In the inaugural session of the 2024 Trade Secrets Webinar Series, our panelists meticulously examine pivotal legislation, landmark cases, and legal advancements spanning trade secrets and data theft, non-competes and restrictive covenants, and computer fraud on a national scale. Tailored specifically for general counsel, labor and employment counsel, IP counsel, and HR professionals, this webinar offers essential insights into trade secrets, non-competes and restrictive covenants, and computer fraud.

Here are the key takeaways from the webinar:

  1. Federal agencies continue to crack down on the use of non-compete covenants. The FTC moved forward with its proposed ban of non-competes with employees and we expect to see a formal rule released in mid-spring 2024. Legal challenges are expected. The NLRB’s General Counsel also released a memorandum signaling enforcement actions against companies using non-competes with their non-exempt workforce and we have seen at least one agency action thus far. We also saw proposed federal legislation banning or narrowing the use of non-competes, which we expect to be reintroduced in 2024. Lastly, we saw federal agencies insisting on broad whistleblower protections in confidentiality agreements with impacted employees and customers.

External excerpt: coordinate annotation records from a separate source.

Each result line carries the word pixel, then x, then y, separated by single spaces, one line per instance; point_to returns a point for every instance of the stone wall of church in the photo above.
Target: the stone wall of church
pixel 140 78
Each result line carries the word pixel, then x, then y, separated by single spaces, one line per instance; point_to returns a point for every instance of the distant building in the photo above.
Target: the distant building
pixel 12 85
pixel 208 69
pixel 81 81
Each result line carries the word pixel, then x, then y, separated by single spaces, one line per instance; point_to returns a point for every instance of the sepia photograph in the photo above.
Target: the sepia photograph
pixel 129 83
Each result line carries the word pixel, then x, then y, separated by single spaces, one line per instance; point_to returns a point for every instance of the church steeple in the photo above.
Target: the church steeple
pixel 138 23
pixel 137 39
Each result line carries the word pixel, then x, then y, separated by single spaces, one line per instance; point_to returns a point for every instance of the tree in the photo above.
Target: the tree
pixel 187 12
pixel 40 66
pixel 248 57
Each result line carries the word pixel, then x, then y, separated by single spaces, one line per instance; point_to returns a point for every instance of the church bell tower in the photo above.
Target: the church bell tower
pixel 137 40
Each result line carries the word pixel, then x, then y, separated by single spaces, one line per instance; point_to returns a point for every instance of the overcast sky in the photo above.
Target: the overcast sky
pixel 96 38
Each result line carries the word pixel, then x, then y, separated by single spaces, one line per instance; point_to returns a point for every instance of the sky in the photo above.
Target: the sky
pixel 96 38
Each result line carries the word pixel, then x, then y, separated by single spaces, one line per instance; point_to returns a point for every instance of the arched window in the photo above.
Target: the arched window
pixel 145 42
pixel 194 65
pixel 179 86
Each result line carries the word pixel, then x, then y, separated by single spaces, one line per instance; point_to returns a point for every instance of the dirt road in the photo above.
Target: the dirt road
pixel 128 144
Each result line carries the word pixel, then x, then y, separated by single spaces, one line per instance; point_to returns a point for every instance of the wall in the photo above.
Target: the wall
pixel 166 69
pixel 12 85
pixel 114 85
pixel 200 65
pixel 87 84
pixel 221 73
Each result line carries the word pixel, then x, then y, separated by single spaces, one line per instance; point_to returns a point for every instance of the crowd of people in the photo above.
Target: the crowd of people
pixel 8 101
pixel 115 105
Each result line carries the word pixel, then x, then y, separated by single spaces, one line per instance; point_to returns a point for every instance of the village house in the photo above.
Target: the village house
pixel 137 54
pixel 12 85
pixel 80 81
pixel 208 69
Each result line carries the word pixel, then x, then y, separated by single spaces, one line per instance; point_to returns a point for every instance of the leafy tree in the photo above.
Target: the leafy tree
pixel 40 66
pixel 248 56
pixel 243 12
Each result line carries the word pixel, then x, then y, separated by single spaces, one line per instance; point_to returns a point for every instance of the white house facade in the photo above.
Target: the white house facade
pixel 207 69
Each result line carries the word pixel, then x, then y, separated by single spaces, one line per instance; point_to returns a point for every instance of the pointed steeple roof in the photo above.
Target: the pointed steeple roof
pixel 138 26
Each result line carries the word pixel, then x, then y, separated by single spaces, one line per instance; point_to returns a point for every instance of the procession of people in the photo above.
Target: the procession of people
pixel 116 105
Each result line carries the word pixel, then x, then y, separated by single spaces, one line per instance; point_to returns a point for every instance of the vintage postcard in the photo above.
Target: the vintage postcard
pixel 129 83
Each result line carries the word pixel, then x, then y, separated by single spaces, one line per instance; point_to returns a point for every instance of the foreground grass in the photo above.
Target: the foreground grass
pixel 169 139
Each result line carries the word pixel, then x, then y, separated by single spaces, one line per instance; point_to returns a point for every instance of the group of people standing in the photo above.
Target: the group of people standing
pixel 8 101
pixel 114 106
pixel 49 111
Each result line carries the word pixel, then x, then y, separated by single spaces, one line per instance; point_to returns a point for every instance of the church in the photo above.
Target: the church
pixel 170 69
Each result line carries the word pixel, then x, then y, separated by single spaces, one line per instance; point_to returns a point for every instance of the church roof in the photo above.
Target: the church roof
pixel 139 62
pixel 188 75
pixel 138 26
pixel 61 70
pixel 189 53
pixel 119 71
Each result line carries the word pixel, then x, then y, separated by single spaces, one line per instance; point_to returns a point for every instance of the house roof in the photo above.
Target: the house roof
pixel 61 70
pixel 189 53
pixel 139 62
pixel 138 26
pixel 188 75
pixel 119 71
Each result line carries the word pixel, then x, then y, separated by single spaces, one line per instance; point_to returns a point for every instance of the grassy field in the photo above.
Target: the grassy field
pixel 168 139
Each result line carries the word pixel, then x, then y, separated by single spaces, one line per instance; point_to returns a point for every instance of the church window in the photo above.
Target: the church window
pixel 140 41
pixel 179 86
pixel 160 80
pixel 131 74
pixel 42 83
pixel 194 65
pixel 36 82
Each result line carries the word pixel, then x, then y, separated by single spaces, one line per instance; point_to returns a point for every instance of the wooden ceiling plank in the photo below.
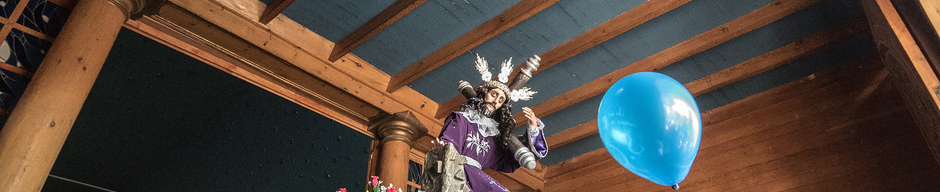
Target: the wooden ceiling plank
pixel 502 22
pixel 743 70
pixel 579 162
pixel 771 100
pixel 274 8
pixel 390 15
pixel 751 21
pixel 351 74
pixel 356 78
pixel 595 36
pixel 914 76
pixel 160 33
pixel 603 32
pixel 779 56
pixel 572 134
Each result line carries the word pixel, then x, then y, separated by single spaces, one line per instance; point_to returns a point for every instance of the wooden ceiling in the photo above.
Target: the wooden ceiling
pixel 763 45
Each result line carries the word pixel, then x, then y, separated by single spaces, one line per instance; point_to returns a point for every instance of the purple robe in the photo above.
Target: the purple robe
pixel 465 134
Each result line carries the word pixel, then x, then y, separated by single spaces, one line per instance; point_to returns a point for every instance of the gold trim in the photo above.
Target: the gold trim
pixel 172 26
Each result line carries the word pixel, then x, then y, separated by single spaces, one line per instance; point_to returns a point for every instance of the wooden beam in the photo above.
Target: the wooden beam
pixel 597 35
pixel 390 15
pixel 502 22
pixel 299 47
pixel 914 77
pixel 756 19
pixel 572 134
pixel 777 57
pixel 851 82
pixel 743 70
pixel 919 24
pixel 274 8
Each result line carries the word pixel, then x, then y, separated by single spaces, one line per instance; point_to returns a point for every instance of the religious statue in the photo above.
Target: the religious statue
pixel 479 136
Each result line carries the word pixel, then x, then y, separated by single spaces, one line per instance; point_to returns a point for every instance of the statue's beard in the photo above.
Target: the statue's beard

  2. State legislatures continued to narrow the use of the non-competes with employees. Minnesota adopted a ban on non-competes. California adopted two new law that further limit the use of restrictive covenants in California and require employers to provide notice to current and former employees (since January 1, 2022) by February 14, 2024 that any operative non-competes that they signed are void. California’s new law positions the state as a beacon on the hill for employees and California employers attempting to shed employee non-compete covenants that may be enforceable in other jurisdictions.
  3. We saw an increasing hostility towards restrictive covenants by certain judicial officers in the Delaware Chancery Court, including in cases involving employment and equity agreements with out-of-state executives, with a notable differing view in recent Delaware Supreme Court case, which reaffirmed Delaware’s deference to parties’ freedom to contract.
  4. We continued to see large trade secret verdicts and an increasing focus on novel trade secret damages theories. We saw notable decisions addressing the recovery of damages for non-U.S. sales under the Defend Trade Secrets Act and the recovery of unjust enrichment damages when damages for actual losses are not sufficient.